Static Stretching vs. Movement-Based Stretching/Active Isolated Stretching
Numerous scientific studies have shown that static stretching (which involves holding the stretch for 15 to 20 seconds) before a workout does not prevent overuse injuries and in fact may hinder athletic performance. In contrast, movement-based stretching, also called active isolated stretching involves moving the joints through their full range of motion in a slow and controlled manner and holding for only 2 to 3 seconds.
The active isolated stretching technique, developed by Kinesiotherapist Aaron Mattes, is known to work with the body’s natural physiology to improve circulation and increase the elasticity of muscle joints and fascia.
Foam rolling before you stretch is optimal but not always necessary. Foam rolling has many benefits, some of which include getting rid of adhesion’s in your muscles, or what most people refer to as “knots,” which are actually thick bundles of muscle fiber.
Let’s join Brian as he further discusses and demonstrates tips for correcting poor posture.
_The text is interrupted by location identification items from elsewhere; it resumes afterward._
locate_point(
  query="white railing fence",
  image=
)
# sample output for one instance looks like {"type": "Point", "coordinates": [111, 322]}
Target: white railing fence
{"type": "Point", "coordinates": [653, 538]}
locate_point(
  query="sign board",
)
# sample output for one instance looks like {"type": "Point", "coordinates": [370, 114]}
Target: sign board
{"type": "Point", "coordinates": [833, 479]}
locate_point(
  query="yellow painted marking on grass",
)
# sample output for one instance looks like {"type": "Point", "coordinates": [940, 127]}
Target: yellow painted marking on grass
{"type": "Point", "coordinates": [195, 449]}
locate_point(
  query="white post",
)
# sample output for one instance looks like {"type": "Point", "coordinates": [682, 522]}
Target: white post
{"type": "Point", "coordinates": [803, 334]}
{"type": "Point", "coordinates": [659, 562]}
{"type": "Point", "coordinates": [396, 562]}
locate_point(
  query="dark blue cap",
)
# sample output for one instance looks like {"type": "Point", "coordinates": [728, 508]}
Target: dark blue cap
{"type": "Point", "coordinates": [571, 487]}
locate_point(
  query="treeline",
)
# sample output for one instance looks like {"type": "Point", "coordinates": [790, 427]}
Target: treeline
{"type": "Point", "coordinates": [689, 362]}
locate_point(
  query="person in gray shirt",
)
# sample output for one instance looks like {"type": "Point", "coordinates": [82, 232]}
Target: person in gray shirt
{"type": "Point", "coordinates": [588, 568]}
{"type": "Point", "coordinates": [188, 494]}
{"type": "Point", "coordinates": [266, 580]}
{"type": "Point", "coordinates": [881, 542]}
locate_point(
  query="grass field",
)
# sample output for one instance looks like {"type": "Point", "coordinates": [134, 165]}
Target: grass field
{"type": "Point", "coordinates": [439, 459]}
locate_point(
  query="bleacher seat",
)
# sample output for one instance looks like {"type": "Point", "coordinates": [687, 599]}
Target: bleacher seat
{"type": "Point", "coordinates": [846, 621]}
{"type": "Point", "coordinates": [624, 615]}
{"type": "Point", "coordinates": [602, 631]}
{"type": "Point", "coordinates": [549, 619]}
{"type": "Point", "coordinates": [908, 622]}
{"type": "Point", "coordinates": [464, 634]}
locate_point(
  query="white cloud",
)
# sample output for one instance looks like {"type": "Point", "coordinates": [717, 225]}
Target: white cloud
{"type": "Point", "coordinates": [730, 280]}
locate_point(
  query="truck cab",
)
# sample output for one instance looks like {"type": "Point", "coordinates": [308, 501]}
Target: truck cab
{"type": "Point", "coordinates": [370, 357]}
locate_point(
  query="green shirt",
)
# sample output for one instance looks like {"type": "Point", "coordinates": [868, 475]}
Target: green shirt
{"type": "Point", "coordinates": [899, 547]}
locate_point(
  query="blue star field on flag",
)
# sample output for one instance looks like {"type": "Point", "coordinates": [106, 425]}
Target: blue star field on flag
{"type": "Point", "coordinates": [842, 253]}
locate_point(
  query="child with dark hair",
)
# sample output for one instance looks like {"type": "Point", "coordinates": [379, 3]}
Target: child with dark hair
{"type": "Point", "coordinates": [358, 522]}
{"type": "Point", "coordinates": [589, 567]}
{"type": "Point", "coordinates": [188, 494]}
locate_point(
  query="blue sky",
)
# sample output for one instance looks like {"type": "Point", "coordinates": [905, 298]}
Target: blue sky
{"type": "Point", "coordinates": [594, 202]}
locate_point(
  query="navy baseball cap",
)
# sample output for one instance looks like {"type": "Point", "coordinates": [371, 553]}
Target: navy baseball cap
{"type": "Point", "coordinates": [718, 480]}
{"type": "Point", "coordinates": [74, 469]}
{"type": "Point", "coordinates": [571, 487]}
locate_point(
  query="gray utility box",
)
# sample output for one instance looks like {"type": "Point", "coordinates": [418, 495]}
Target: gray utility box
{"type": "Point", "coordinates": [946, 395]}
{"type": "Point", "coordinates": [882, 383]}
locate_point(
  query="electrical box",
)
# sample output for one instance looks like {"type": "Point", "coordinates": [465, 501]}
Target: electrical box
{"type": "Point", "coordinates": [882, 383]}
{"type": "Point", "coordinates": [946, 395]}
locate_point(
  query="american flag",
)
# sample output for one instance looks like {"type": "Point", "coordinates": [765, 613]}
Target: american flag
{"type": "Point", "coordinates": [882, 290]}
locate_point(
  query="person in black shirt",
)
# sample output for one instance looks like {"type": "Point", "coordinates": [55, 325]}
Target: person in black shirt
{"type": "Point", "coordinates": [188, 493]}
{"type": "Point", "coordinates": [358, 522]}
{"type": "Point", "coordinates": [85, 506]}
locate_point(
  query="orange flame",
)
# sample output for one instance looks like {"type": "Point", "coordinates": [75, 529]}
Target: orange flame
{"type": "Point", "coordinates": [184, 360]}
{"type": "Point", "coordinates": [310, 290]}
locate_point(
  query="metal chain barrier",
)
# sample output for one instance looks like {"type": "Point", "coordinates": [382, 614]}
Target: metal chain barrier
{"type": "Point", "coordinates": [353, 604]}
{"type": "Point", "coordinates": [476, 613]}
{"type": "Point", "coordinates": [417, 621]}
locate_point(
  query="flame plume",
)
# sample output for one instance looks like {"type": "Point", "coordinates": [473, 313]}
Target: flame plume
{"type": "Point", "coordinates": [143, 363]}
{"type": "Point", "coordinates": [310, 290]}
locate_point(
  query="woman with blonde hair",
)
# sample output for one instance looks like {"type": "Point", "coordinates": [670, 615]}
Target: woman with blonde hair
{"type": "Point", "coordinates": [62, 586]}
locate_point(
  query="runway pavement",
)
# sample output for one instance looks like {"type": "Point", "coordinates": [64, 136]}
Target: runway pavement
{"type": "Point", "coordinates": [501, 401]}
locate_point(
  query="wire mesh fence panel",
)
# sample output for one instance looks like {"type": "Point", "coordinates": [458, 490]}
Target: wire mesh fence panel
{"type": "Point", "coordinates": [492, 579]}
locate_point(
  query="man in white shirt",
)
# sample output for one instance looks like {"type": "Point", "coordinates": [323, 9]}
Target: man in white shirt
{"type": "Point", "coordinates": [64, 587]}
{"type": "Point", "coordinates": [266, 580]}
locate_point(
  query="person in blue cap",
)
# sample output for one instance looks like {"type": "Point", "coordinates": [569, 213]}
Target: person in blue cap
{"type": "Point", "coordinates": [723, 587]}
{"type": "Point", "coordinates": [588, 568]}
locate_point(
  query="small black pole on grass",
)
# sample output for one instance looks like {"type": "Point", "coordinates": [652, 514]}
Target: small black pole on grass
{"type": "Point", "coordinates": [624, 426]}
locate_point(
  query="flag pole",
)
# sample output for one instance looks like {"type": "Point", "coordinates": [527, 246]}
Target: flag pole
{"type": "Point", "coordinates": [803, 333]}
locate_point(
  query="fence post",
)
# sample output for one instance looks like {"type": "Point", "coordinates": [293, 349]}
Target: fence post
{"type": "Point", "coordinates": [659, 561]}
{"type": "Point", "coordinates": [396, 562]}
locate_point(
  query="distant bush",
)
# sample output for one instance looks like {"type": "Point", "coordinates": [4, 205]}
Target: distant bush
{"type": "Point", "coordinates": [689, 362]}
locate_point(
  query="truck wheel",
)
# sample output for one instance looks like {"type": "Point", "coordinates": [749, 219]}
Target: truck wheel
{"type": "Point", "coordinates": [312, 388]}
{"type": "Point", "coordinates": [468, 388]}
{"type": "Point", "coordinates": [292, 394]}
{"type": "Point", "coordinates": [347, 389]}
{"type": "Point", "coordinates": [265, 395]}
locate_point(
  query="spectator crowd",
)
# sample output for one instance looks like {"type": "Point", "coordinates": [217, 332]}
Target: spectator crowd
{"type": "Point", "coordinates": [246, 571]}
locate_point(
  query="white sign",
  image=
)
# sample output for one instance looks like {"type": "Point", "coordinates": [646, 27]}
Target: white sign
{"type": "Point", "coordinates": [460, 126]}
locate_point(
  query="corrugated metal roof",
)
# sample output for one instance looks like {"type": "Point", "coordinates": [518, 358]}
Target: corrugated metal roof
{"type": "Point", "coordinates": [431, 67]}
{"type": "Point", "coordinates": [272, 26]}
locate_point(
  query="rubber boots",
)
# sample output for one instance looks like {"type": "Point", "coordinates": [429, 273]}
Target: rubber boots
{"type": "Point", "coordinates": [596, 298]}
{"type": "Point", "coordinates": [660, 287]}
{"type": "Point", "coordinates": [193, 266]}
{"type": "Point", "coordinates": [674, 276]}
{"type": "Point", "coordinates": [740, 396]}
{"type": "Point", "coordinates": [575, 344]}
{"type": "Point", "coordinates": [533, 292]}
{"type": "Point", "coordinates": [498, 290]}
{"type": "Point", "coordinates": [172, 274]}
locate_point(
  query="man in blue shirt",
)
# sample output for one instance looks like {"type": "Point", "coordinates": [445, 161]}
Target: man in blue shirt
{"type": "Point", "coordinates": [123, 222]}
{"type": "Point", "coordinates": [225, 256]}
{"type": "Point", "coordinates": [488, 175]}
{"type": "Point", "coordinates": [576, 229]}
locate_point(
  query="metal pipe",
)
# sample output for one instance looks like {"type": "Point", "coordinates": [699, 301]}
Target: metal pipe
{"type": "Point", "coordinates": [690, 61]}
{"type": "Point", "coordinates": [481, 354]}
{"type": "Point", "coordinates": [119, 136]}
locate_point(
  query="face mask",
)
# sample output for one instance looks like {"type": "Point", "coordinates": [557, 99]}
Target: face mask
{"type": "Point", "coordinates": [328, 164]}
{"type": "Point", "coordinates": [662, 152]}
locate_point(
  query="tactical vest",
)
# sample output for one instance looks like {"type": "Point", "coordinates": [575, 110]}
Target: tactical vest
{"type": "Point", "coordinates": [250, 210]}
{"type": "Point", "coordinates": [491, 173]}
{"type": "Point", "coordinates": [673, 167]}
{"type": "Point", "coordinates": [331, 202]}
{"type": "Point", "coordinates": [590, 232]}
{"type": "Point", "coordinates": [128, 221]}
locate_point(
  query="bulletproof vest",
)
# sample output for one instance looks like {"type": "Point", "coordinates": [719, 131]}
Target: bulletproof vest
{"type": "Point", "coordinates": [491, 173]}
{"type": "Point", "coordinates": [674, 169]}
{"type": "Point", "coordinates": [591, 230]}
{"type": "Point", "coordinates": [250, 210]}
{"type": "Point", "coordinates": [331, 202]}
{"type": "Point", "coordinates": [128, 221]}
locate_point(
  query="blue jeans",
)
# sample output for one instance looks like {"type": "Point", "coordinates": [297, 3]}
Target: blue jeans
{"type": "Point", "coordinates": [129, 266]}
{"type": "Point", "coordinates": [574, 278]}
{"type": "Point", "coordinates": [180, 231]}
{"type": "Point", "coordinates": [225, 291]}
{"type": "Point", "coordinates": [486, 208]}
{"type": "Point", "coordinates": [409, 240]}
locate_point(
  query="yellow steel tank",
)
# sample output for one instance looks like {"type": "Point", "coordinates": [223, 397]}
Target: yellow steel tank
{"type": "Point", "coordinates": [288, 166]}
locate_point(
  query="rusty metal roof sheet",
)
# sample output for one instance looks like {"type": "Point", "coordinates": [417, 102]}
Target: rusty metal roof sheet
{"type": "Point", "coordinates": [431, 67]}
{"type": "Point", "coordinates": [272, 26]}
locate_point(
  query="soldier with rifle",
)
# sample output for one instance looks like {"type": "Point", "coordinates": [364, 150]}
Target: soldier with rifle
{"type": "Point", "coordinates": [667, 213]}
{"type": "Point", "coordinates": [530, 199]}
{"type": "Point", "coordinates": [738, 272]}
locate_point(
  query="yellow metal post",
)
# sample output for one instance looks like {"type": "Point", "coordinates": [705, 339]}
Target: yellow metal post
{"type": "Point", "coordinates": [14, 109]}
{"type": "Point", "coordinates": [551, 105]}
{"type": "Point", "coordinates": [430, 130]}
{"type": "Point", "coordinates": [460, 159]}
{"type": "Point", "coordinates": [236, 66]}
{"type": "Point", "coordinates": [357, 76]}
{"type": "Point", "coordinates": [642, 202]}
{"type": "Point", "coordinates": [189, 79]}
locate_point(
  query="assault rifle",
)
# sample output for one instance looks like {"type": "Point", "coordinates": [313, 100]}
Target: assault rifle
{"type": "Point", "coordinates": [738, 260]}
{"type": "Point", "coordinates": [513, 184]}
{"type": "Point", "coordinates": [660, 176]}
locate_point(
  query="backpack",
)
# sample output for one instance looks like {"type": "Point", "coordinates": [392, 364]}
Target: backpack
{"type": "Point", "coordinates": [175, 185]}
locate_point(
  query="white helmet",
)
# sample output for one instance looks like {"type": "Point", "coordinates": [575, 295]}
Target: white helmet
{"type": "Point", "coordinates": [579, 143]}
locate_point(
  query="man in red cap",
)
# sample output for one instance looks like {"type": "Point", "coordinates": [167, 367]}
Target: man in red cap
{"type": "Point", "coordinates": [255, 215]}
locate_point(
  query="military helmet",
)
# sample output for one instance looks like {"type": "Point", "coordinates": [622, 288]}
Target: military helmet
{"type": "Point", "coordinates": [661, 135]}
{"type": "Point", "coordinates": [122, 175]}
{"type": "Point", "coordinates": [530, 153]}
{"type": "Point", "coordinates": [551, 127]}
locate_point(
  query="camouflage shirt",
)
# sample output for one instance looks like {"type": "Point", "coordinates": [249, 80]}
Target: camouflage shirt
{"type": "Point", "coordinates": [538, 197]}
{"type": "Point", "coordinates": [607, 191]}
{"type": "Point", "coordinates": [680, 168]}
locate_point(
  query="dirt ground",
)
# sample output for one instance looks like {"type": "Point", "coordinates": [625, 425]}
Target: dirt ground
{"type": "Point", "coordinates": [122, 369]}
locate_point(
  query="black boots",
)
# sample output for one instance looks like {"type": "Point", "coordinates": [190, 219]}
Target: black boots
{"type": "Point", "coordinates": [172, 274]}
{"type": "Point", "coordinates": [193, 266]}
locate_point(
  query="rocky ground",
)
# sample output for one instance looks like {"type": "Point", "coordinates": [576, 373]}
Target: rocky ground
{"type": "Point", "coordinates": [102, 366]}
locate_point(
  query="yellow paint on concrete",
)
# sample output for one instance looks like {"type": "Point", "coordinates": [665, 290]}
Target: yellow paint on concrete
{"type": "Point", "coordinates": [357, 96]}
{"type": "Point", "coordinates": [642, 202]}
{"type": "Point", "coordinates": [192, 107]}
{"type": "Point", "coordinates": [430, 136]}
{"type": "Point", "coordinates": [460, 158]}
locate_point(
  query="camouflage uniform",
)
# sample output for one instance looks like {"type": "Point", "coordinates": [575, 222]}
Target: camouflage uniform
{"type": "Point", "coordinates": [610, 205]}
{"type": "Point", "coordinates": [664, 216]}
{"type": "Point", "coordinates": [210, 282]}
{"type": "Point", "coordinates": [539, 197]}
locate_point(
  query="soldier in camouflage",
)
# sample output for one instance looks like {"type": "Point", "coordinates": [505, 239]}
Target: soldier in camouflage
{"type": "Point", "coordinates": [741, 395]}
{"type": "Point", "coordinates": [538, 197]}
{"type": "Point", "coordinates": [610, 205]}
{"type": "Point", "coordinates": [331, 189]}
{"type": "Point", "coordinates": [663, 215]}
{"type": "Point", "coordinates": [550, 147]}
A Holistic Approach to Sitting and Standing Ergonomic Postures
Whether at home, in your office, standing, or while driving, maintaining ideal posture is very important. Back- and neck-friendly posture is a valuable component of preventing or managing posture and preventing injury. Incorrect postures while standing for long periods of time, sitting in an office chair, and driving are all common causes of poor posture.
Sitting or standing for prolonged periods can be very stressful on your joints and muscles. Whether you have a standing or sitting work station, you would benefit from taking a break from these postures. For example, take a walk after being stationary for more than 30 minutes, or switch to sitting if you have been standing and vice versa.
Let’s say you have a flat lower back and rounded shoulder posture pattern, a small pillow or rolled towel behind your lower back directly behind your belly button would help maintain a healthy, normal curve in your lower spine. You can do this for driving, as well as for sitting in general.
The best advice is first to get assessed to determine your posture pattern. Second, take that information and give it to someone who specializes workplace ergonomics. Image 5 shows there are standards to setting up a seated work station. Click on the image to read and learn more about workplace ergonomics.
- Use a comfortable, adjustable chair and make modifications as you change postures.
- Rest your eyes by occasionally focusing on an object 20-plus feet (6 m) away.
- Stand and stretch your back and arms from time to time.
- Give your neck a break by positioning your screen or work materials directly in front of you to avoid turning your head too much.
- Even if your workstation is set up correctly, you still can get tired from staying in the same position for too long, so don’t forget to move every 30 minutes when possible.
I hope you enjoyed this three-part series on the importance of ideal posture as much as I did research and writing it. I hope it serves you and your body well.